Heating Your Home With The Sun
February 8, 2008 by admin
Filed under Solar Power Energy
The idea of heating your home with the sun is hardly new; humankind has used the sun as a source of essential light and warmth since the dawn of time. However, the methods used even a few generations ago have been completely transformed with the use of modern technology.
Nowadays, modern methods of using solar energy to heat the home go well beyond simple windows.
In the 1920s some municipalities used large storage tanks that were heated by the sun to supply homes with hot water. However, the cost of these applications was too expensive to compete with the much lower unit cost of electricity and gas. Old ideas are often revived however with an added twist and the use of solar power to provide hot water has again been in use for the last thirty years or more.
Nowadays, modern methods of using solar energy to heat the home go well beyond simple windows. Simply allowing sunlight to stream into a window is insufficient as it often leads to areas of the home being too bright.

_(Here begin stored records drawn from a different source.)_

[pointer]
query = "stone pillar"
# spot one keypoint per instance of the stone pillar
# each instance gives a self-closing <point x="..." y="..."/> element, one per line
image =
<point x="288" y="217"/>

Furthermore this method of using solar power results in hot spots in some areas while others receive too little heat.
Modern solar heating systems however, are designed to redirect solar energy to provide an even, comfortable temperature throughout the house. Some of these systems use water or a salt water mixture. The tubes and channels that contain the liquid sometimes lie in small parabolic mirror-type troughs that concentrate the sun’s rays to raise the water temperature. Many solar water heating systems work this way; the same technology can be adapted to supply heat to a home.

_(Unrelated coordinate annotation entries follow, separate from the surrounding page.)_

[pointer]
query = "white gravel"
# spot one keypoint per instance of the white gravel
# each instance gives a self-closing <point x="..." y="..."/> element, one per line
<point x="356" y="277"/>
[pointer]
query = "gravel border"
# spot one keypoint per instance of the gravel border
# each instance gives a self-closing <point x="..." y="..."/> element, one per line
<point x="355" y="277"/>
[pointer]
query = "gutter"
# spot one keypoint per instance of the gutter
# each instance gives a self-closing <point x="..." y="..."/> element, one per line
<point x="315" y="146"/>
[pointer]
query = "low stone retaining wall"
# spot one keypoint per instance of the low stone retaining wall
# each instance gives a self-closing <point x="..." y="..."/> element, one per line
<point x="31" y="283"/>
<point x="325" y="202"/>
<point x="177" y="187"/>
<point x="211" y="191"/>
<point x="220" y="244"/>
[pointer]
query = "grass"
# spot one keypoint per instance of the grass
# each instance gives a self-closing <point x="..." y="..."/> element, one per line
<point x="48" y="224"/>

Most water systems are designed to prevent heat from escaping as this means that the water doesn’t have to be continually reheated – thus hot water is available on demand. In home heating systems this idea is reversed and some of the heat is allowed to escape.
In one application, a series of tubes runs under wooden, clay or other flooring materials. The system is designed in such a way as to allow the heat to gradually flow through the flooring and rise up into the air to provide a comfortable interior environment.

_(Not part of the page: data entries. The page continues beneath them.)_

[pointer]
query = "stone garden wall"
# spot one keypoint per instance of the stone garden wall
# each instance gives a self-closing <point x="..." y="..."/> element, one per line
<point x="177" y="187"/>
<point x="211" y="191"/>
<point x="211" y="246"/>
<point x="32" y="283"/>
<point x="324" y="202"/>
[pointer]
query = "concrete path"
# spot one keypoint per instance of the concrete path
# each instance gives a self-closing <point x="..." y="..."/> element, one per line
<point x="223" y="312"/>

Clever designers have taken the idea one step further. They know that water is not the only common fluid in our environment – air is also a fluid (as distinct from a liquid) in scientific terms. What this means is that it has some of the properties of a liquid in that it flows easily. Filling these tubes with air or some other gas makes it possible to absorb and deposit heat where it is needed. More importantly if a leak occurs there is no major damage to the home as the gas is not a liquid.
These systems aren’t as dense as liquid systems which means they are less efficient when it comes to storing heat on the other hand you would not have to endure the cost of major repairs in case something goes wrong. If the system springs a leak, all that is needed is to patch it or replace a small section – a far less expensive operation than replacing flooring or walls after a water leak.
Such problems are not that rare; in climates where the weather becomes quite cold in the winter, the water inside pipes will sometimes freeze and the result is a broken pipe. At the same time there are many cold days where there is a good deal of sunshine that can be used in a solar heating system. These are just a few of the options available for use in the home.